- Country of origin: Sweden
- Original language: Swedish

Original release
- Network: SVT
- Release: 15 March 1978 – 29 December 2003

= Trafikmagasinet =

Trafikmagasinet (The traffic magazine) was a Swedish TV-show about traffic and motoring, broadcast on the Swedish public service network SVT from 1978 to 2003. Aside from reviewing new cars (which were graded by awarding "steering wheels"), Trafikmagasinet featured news, educational content, and consumer reports. The show was created by Carl Ingemar Perstad who also hosted the show until 2002. Christer Glenning co-hosted the show and was responsible for car testing until his death in 1998.

==History==
Trafikmagasinet launched on 15 March 1978. The show was an immediate success and its ratings were higher than many popular entertainment shows. Internationally, the show was a pioneer. The type of road tests first introduced in Trafikmagasinet became very popular and used by motor journalists in several countries.

Beside the TV-audience, journalists and car industry looked upon Trafikmagasinet with high confidence. In 1987 Carl-Ingemar Perstad received an award from the Swedish Royal Automobile Club for his contribution to enhance and improve the level of Swedish road and traffic safety.

An important event in the show's history was when a Škoda failed miserably in a road test, flipping over while turning in 30 km/h.
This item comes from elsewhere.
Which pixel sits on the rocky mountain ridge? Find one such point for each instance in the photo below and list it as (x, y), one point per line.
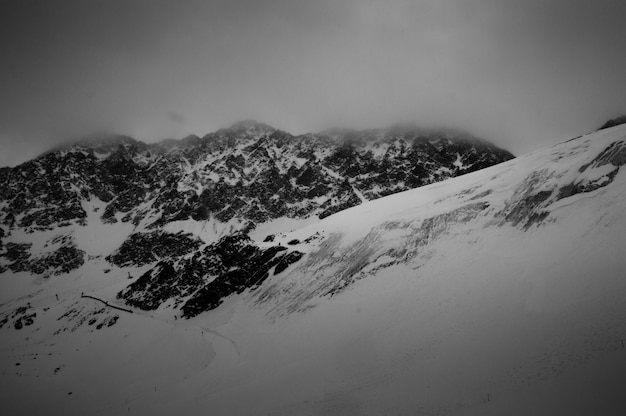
(237, 178)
History repeated itself in 1997, when Trafikmagasinet together with the car magazine Teknikens Värld overturned the new Mercedes-Benz A-Class during testing. Mercedes-Benz initially claimed that the car had been manipulated and threatened to sue the journalists, but finally had to admit that the car was unsafe during sharp turns at high speed. The A-Class was re-released with Electronic Stability Control, and the episode gave some fame to the expression moose test - this due to Mercedes-Benz' initial attempt to ridicule the failed test and claim that it was only of interest to Swedes.

During the 1990s and onward new co-hosts joined Trafikmagasinet. Sofia Lindahl was followed by Bodil Karlsson and later Veronica Marklund. When Christer Glenning died in 1998, Staffan Borglund replaced him as car tester.

During its last year, Trafikmagasinet left the studio-based concept. The show was one of many that were axed when SVT were forced to make major budget-cuts in 2003.